Despite investing tens of billions of dollars into OpenAI, tech giant Microsoft has a problem: it's in direct competition with its business partner, and OpenAI is winning.
As Bloomberg reports, Microsoft salespeople are having trouble wooing both potential and existing customers with the company's Copilot, its AI assistant built on OpenAI's tech. Basically, it feels like a worse version of ChatGPT — which has a free version online.
Some companies, like the New York Life Insurance Co, told the magazine that they've purchased both to see which employees prefer. For the drugmaker Amgen, which bought Copilot software for 20,000 of its staffers only for them to ignore it in favor of ChatGPT, the winner is clear.
As Amgen senior vice president John Bruich told Bloomberg [it has a website but i wouldn't call it a website when it has a print magazine], employees at the pharmaceutical company still use Copilot when they're forced to by Microsoft-specific apps like Outlook and Teams.
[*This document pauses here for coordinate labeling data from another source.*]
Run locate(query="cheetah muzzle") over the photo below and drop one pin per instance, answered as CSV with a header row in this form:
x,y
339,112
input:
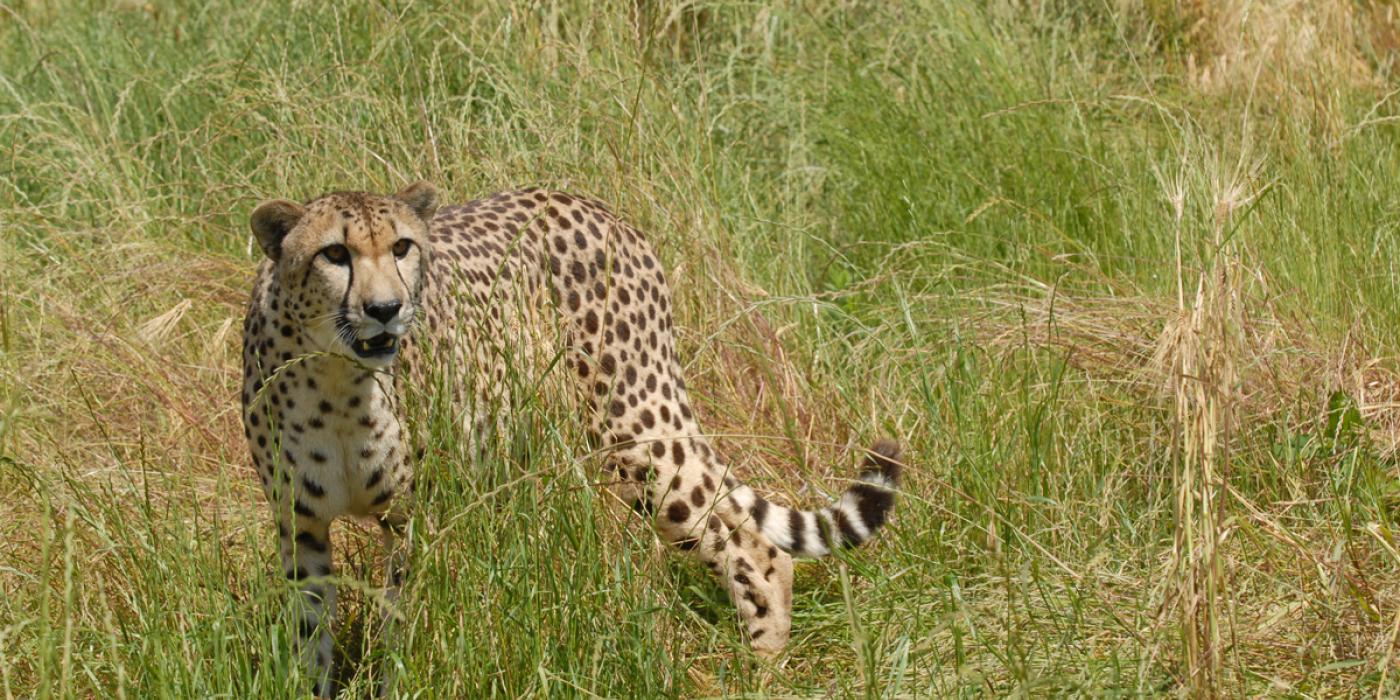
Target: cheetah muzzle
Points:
x,y
361,294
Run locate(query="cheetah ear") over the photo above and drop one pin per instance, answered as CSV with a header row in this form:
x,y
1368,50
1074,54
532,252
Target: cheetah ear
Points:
x,y
272,221
420,198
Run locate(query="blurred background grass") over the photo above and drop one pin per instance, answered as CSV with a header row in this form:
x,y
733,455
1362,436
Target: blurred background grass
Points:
x,y
1120,273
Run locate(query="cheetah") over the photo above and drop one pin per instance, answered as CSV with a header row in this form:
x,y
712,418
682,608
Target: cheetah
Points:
x,y
360,296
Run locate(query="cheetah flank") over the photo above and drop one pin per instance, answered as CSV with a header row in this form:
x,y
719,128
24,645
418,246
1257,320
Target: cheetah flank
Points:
x,y
354,280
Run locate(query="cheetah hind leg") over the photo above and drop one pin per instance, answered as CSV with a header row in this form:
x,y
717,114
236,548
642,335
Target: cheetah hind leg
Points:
x,y
756,574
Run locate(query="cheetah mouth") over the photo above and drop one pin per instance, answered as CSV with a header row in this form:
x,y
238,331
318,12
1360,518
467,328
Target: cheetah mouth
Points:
x,y
381,345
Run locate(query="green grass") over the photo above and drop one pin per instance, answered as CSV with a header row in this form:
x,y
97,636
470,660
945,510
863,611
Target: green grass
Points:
x,y
945,220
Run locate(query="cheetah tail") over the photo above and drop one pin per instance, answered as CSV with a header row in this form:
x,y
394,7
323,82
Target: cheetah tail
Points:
x,y
847,522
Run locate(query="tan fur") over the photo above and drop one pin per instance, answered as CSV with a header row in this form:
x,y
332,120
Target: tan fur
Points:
x,y
482,284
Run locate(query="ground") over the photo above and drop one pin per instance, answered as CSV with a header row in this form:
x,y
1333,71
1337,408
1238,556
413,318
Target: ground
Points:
x,y
1120,277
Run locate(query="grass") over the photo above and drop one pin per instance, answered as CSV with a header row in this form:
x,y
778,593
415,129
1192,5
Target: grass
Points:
x,y
1120,275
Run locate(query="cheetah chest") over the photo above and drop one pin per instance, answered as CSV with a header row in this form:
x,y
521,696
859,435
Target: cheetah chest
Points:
x,y
345,443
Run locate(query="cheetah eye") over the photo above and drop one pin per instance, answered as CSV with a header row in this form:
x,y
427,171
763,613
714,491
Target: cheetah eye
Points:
x,y
336,254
Nevertheless, they seem to prefer ChatGPT for tasks like research and document summarizing because, apparently, it's just better and more enjoyable.
"OpenAI has done a tremendous job making their product fun to use," Bruich said.
According to Bloomberg's unnamed insider sources, Microsoft itself is partially to blame for falling behind its partner at OpenAI. Because Copilot wasn't launched until November 2023, a full year after ChatGPT dropped, employees at the companies Microsoft pitches to had already begun experimenting with the OpenAI chatbot for themselves.
Even now, OpenAI updates still take weeks to integrate into Copilot. As Microsoft workplace AI czar Jared Spataro told Bloomberg, the company insists on testing each out before letting them go live because, as he puts it, "not every change that is being made to the models actually is net positive."
As the two tech companies hash out the shaky future of their multi-billion-dollar partnership behind the scenes, employees at longtime Microsoft customer Bain & Company seem to have chosen a side.
Representatives from the management firm told Bloomberg that it recently deployed ChatGPT to some 16,000 of its employees, many of whom are now using it regularly. Comparatively, only 2,000 Bain & Co employees regularly use Copilot, and even they are mostly utilizing it as an assistant on programs locked into the Microsoft ecosystem, like Excel.
At the end of the day, according to Bain & Co chief technology officer Ramesh Razdan, it seems that workers just don't respond to Copilot as well as ChatGPT.
"It’s improving," Razdan said of the Microsoft AI assistant, "but I don’t think it’s at the same level."